Juliet Capulet, Shakespeare's well-known character, famously asked, "What's in a name?"
For centuries, thoughtful bible readers have asked this question in light of God revealing his name in Exodus 3 to Moses at the burning bush.
In this passage God calls Moses to go to Egypt and deliver his people from the cruel tyranny of Pharaoh. Moses asks God the question, “If I come to the people of Israel and say to them, ‘The God of your fathers has sent me to you,’ and they ask me, ‘What is his name?’ what shall I say to them?” God famously responds to Moses with the verbal clause, “I AM WHO I AM.”
If you are like some of my friends of the deep American south you might respond to God’s answer with, “Come again now?”
For the name God gives is quite enigmatic. You could translate the Name with the past tense, present tense, and future tense. “I have been whom I have been, I am who I am, I will be whom I will be” all fit the verbs here in the Divine Name. So what is God really revealing here with this Name?

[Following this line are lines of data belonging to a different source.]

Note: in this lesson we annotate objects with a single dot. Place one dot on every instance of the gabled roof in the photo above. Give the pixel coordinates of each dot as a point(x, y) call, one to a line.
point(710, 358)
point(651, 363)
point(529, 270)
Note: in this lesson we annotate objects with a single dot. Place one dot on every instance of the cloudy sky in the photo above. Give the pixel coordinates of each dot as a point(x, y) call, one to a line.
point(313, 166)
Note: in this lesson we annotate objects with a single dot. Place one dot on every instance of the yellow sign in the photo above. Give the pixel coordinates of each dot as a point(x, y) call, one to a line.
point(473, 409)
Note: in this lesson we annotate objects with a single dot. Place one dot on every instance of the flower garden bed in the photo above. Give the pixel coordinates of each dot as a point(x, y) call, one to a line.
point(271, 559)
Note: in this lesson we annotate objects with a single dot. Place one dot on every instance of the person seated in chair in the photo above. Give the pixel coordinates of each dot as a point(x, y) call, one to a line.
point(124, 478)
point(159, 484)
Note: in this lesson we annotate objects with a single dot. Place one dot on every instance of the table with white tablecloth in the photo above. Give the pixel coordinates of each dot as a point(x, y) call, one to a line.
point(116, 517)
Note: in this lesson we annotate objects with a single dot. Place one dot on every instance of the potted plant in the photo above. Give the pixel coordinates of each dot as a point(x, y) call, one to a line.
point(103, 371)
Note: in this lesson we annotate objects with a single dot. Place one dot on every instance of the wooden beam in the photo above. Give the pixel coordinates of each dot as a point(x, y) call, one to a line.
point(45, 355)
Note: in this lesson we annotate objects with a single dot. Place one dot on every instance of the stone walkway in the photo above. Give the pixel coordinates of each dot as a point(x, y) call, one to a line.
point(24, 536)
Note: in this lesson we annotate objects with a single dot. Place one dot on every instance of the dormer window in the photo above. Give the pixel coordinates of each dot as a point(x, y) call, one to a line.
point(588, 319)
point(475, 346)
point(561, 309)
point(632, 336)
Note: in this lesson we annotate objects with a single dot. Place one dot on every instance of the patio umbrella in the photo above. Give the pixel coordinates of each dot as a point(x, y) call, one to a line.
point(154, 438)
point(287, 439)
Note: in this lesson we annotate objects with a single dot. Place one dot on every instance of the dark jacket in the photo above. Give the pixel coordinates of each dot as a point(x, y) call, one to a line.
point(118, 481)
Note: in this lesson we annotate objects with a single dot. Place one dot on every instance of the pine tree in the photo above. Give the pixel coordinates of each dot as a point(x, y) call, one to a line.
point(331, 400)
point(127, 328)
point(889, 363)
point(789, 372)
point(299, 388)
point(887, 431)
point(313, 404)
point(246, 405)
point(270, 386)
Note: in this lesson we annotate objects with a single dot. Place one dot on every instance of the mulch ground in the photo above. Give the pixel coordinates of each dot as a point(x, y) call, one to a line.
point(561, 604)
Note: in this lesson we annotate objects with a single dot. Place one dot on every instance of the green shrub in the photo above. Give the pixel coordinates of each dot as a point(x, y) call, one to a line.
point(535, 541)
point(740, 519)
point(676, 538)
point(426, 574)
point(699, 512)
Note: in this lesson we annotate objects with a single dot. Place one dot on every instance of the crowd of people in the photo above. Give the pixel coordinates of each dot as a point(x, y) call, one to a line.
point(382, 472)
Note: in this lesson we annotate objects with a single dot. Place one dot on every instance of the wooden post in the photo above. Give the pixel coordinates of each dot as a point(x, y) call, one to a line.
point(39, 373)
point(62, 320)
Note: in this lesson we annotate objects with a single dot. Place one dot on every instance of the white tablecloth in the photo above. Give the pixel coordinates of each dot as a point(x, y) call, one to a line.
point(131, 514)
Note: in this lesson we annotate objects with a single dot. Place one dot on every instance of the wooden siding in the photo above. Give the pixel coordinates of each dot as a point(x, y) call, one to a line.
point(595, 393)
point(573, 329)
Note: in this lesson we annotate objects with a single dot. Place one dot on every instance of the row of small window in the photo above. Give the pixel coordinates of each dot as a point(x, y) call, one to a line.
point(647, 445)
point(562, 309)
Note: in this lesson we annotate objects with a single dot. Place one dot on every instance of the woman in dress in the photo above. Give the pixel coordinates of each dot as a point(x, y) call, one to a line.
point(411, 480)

In short, God is revealing a mystery. As the church father Augustine once wrote, God can only be known by comparison with himself. God is wholly other. He is transcendent. He is not on the same plane with his creation in any way. He is altogether his own category. Indeed, classic, orthodox theology has often gone to Exodus 3 to teach the creator-creature distinction. For when God reveals his name, he reveals that he is not quantitatively different than creation, but that he is qualitatively different. This is a humbling truth. The name God gives, following Augustine once again, is really all about God’s limiting human knowledge as it pertains to God. As theology professor Michael Allen has observed about this passage, it shows us that our human limitations of the knowledge of God, “are not naturally apparent, but are revealed to us by God himself.”
So God reveals a name of mystery in Exodus 3:14, but as many commentators have pointed out, in the very next verse, God then reveals a second name of mercy. Verse 15 reads, “God also said to Moses, ‘Say this to the people of Israel, ‘the LORD, the God of your fathers, the God of Abraham, the God of Isaac, and the God of Jacob, has sent me to you. This is my name forever, and thus I am to be remembered throughout all generations’” (emphasis mine).

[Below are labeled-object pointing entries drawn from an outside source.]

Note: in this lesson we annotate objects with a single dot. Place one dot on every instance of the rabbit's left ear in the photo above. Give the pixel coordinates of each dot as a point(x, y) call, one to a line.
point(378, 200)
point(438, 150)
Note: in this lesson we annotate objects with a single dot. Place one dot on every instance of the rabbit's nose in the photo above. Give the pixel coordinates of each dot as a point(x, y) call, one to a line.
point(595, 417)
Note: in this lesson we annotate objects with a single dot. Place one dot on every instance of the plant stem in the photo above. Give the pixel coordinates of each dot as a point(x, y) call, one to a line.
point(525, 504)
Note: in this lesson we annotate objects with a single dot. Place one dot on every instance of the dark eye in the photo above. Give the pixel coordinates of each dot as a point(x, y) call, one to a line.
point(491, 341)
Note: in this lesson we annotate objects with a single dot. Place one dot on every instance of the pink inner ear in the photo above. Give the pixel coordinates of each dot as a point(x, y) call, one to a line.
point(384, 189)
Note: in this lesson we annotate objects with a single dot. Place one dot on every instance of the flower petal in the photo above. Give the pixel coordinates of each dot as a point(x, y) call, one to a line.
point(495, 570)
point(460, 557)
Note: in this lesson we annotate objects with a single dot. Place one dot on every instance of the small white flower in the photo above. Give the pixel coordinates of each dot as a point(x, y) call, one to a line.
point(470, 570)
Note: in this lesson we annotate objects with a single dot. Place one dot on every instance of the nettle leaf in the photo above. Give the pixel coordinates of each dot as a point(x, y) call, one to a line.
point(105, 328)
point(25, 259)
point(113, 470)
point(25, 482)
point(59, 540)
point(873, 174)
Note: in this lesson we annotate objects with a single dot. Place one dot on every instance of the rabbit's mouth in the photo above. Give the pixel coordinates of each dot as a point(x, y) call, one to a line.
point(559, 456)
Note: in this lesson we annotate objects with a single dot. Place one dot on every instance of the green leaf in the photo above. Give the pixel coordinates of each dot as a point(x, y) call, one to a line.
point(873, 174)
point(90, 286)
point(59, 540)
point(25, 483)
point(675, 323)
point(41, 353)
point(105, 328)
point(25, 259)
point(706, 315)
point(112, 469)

God attaches himself to certain persons and events in Israel’s past as a very tangible way for the Israelites to identify him. After all, if Moses would have simply told the Israelites God’s Divine Name, it probably wouldn’t have done much for them. They needed something tangible to identify their God, and to know what divinity for whom Moses was claiming to speak.

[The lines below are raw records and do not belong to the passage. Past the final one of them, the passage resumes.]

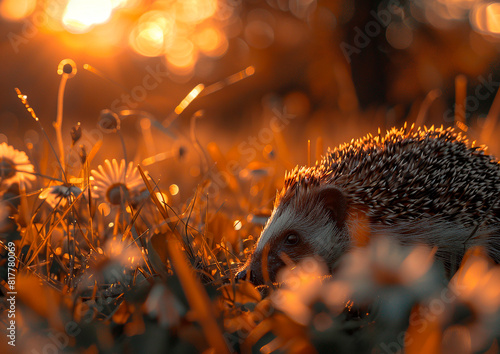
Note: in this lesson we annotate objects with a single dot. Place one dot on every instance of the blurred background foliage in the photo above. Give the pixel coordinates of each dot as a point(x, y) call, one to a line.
point(97, 273)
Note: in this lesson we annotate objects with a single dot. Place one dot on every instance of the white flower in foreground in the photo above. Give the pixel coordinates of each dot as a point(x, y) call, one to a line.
point(15, 167)
point(116, 183)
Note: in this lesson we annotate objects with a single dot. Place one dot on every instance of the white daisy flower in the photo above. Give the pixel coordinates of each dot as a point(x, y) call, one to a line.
point(15, 167)
point(60, 195)
point(116, 183)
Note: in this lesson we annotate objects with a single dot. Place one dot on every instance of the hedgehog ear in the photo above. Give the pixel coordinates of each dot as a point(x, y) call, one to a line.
point(335, 202)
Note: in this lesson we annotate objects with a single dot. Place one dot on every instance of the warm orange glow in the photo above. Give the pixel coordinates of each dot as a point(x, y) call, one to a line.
point(211, 42)
point(189, 98)
point(16, 9)
point(147, 40)
point(162, 197)
point(173, 189)
point(493, 18)
point(81, 15)
point(195, 11)
point(485, 18)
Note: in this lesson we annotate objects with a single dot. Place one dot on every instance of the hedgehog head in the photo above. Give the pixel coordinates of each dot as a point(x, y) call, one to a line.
point(308, 219)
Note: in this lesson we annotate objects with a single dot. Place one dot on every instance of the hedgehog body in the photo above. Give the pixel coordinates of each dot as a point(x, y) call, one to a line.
point(419, 186)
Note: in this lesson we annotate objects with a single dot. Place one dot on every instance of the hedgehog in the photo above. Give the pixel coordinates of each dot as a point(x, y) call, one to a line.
point(418, 186)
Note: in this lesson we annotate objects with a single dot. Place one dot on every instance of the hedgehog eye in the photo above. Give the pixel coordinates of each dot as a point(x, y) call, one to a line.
point(292, 239)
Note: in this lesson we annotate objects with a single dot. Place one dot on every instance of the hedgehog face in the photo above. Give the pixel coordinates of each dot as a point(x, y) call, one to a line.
point(306, 223)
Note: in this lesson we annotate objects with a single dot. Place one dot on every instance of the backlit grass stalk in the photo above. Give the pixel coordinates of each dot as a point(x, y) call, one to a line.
point(67, 69)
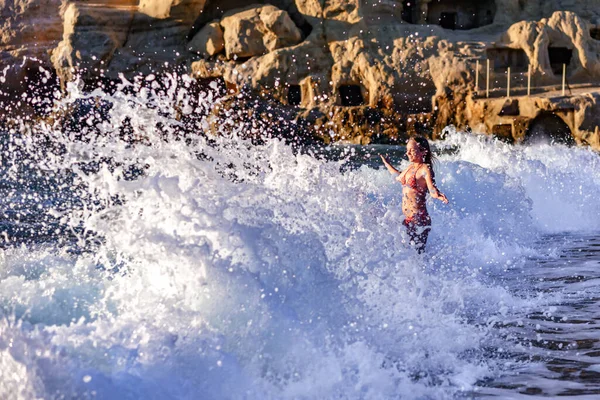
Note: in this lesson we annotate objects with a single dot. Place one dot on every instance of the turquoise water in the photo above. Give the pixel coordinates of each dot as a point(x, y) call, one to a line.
point(177, 269)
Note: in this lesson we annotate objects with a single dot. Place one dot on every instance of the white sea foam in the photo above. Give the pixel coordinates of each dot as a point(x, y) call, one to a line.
point(253, 271)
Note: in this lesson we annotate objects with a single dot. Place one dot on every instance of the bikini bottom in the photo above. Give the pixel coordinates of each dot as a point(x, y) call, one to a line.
point(418, 227)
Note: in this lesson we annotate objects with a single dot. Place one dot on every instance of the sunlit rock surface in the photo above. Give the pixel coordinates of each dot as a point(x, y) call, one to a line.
point(413, 60)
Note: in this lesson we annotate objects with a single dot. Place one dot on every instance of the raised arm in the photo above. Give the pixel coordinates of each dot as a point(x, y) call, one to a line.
point(389, 166)
point(433, 190)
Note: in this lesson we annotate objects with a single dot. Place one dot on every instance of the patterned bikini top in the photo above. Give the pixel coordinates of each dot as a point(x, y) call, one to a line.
point(412, 181)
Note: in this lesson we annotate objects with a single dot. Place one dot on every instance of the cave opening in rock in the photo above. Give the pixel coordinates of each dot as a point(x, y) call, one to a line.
point(548, 127)
point(408, 11)
point(351, 95)
point(294, 95)
point(448, 20)
point(214, 10)
point(502, 58)
point(559, 56)
point(461, 14)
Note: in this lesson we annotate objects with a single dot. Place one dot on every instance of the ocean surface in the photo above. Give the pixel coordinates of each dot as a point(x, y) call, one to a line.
point(163, 268)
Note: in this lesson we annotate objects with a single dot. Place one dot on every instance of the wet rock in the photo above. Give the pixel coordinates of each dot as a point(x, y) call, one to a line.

Lutheran theologian Robert Jenson has said this twofold naming in Exodus 3 would help the Israelites to speak in this way about God in the future: “Asked about who God is, Israel’s answer would have been, ‘whoever rescued us from Egypt,’ asked about her access to this God, Israel’s answer would be ‘well, we are permitted to call on him by name.’”
If God’s mysterious name reveals his transcendence, then God’s merciful name surely reveals his immanence. God is wholly other, but God is also wholly near to his people. The God who is, is the God who heard Israel’s groaning in Egypt and rescued them.
And so it is still today, that the all powerful, mysterious, transcendent God is also near to his people. The mysterious God of creation is the gracious God of redemption. We can also call on him by name this very day. We also have access to him through the blood of Jesus Christ this very day. “I am the Alpha and the Omega,” says the Lord God, “who is and who was and who is to come, the Almighty” (Rev 1:8). This is the name of our God who has done great things for us by sending his son Jesus Christ to rescue us from the cruel tyranny of sin and death.
So what is in a name? When it comes to our great God there is great mystery, yet there is also great mercy. Praise God for his Name and what he has done for us.